Sunday, April 17, 2011

Road Babe Dispatch from Guanajuato Mexico

Reading Sacred Ground & Holy Water was an adventure in itself. Not only was I launched across oceans and into unexpected settings with artful precision, but I was given the visceral reality of a first-hand cultural exchange. I use the term “first-hand” because Lyn invites us to join him in the experience by allowing us into his thought process, so we may view for ourselves how the mechanism works. I really enjoyed the fearlessness in Lyn’s writing. He’s never shy about getting his hands dirty (in more ways than one). Whether you agree with his opinions or not is beside the point. The other culture is so fiercely engaged that he always has reason on his side.

When I bought Lyn’s book, I did so in person. A comment he made to me raised some eyebrows, but it’s not what you may expect. He said, “You’re a strong minded woman, so I bet you’ll like it.” I worried what a disclaimer like that might mean. The least I can say is that I was both expecting the worst and delightfully surprised by something superb. He took me to places I've never been (in the book, of course) and revisited some old stomping grounds.

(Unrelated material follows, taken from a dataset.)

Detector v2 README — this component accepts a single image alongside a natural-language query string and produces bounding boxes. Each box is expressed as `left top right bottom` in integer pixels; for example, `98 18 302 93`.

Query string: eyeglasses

Being a Louisiana native and a Mexican resident, I relished his playful and morbid descriptions of my two homes. The quest for blues had personal meaning for me, a lover of tunes in its myriad of forms and particularly music from my roots. His anecdotal shorts about Mexico hit home, too. Here, where death is a part of daily life, the reaper is never too far from your mind. A funny thing that I discovered reading these two sections of the book was the uncanny similarity between the two places: the heat, the pension for music and spicy food, the wild yet dark nature of the locals, and the borderline obsession with death. In our own unique ways, we share elements of our culture. After a great first read, I’ll be looking forward to the next book of Lyn's outrageous travels. I’m sure you will be too.

Mittie Babette Roger is from Louisiana but lives in San Miguel de Allende, Mexico. She received an M.F.A. in Creative Writing from Naropa University and authored the book It's Better to Visit the Shaman Without Questions to Ask. She travels the world volunteering to help disadvantaged children and promoting Blue Iguana Tequila to empower serious drinkers.